I could well be wrong. What would prove this beyond doubt I think would be a colour ringing project. This is a small isolated population in very different habitat to the majority of breeding Woodlark. Surely worth a go by a ringer. I would love to know for sure… The whole picture.

Whats clear is that this study alone is not enough and without having the specimens to study and inspect at close range we cannot be sure but you may agree that oology has a place in ornithology – its not just about eggs, its the whole thing and its certainly not about taking eggs (these days)… Hopefully by reading this blog, the posts and the twitter account you can see this. Tired of fighting the anti brigade over the last year. Thank you all for the support and interest you all have shown over the last couple of years. We will continue.



  1. A fascinating comparison, the eggs are very similar, could the hens be related (sorry another question) a ringer could possibly answer this, over time. The differing use of moss in the construction could be down to different size of holes the structure is placed in, as the moss is used as external nest material, certainly the older nest is a far neater build. By comparison some Ravenages built on ledges can be huge rounded structures but in tight overhangs the egg cup lining can be at the rear wall and the nest all frontage.
    The much maligned Jourdain Society ran for almost a hundred years, how many societies have that history in the face of such negativity and how very British to hold annual dinners. Lovegrove et al in their book Birds in Wales acknowledge several prominent members of this society and Birds Nests 1972 was practically written by its membership.
    Keep up the fine work, egg collecting with a camera, a modern day appreciation of Oology


    1. Thank you and great to hear from you – I did think about the ‘holes’ but having found these birds building from scrape stage I know that they make them. Great point about related birds and egg types – could well be. Please keep in touch


  2. Agree not the same bird.Nest construction main critera. Thinking back over my long career of unusual nests and then seeing the repeats of the same constuction. Does a leopard change its spot. Can you educate pork. Most liklenot.

    Liked by 1 person

  3. Different materials of construction in the nests shown, though not as varied as your tree pipits lining, different eggs but very similar, in my opinion, enjoyed the read.


  4. Interesting Blog, not least because these nests require significant levels of patience and skill to find. Two quick points: a) You state … ‘If it is a returning female from 2016 why has she chosen to admit moss from the 2017 nest? Looking at the images, I think you may mean ‘omit’ rather than ‘admit’. Right? And, b) Colour ringing can be a useful tool but only if you’re pretty sure that you’re going to be able to read the combinations in the field. This might be possible when a bird is stationary on a prominent song-perch but probably rather challenging when on rough ground or walking around in short vegetation. Good ‘finding’ for the 2018 season!


    1. Hi Nick – thanks for taking the time to comment, appreciated. Yes you are right I meant ‘omit’ thanks for pointing that out!

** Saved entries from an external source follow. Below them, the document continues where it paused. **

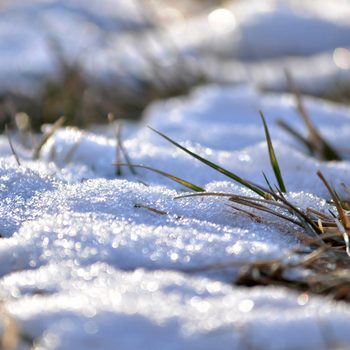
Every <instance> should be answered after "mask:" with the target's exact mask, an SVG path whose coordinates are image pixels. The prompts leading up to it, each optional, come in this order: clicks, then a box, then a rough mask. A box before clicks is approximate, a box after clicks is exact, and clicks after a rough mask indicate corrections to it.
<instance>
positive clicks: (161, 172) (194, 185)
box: [114, 163, 205, 192]
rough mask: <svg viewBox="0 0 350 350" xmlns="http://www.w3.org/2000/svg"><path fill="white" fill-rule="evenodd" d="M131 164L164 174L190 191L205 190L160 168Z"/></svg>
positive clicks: (126, 163) (137, 167)
mask: <svg viewBox="0 0 350 350" xmlns="http://www.w3.org/2000/svg"><path fill="white" fill-rule="evenodd" d="M114 165H115V166H117V165H118V166H129V164H127V163H118V164H114ZM132 166H133V167H134V168H141V169H147V170H150V171H153V172H154V173H157V174H159V175H162V176H165V177H167V178H168V179H170V180H172V181H175V182H177V183H179V184H180V185H182V186H185V187H187V188H189V189H190V190H192V191H195V192H205V189H204V188H202V187H199V186H197V185H195V184H193V183H191V182H188V181H186V180H183V179H181V178H179V177H177V176H174V175H171V174H169V173H166V172H165V171H161V170H158V169H154V168H151V167H149V166H145V165H140V164H132Z"/></svg>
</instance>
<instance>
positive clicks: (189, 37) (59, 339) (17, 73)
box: [0, 0, 350, 350]
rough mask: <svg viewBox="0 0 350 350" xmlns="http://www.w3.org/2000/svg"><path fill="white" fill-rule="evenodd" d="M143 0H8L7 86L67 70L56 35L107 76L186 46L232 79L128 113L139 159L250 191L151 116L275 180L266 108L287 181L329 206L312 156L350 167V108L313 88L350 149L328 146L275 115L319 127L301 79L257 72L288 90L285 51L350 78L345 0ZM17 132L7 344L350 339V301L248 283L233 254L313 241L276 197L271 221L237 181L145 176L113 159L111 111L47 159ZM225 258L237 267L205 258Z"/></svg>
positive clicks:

      I understand the difficulties in sighting colour-ringed birds, particularly so in the environment I am looking for them in. I do not understand too much about ringing as I am not a ringer. I know however this has been done very successfully in the Thames Basin by John Eyre with Woodlark (he wrote a very good article in BB recently around Woodlark disturbance) he is sighting birds that he colour-ringed birds. Last year he re-found a Woodlark now 7 years now nesting at the same site it first nested at. I know some ringers that retrap adults (Whinchats) at the nest, not sure if this would be viable to do with Woodlark?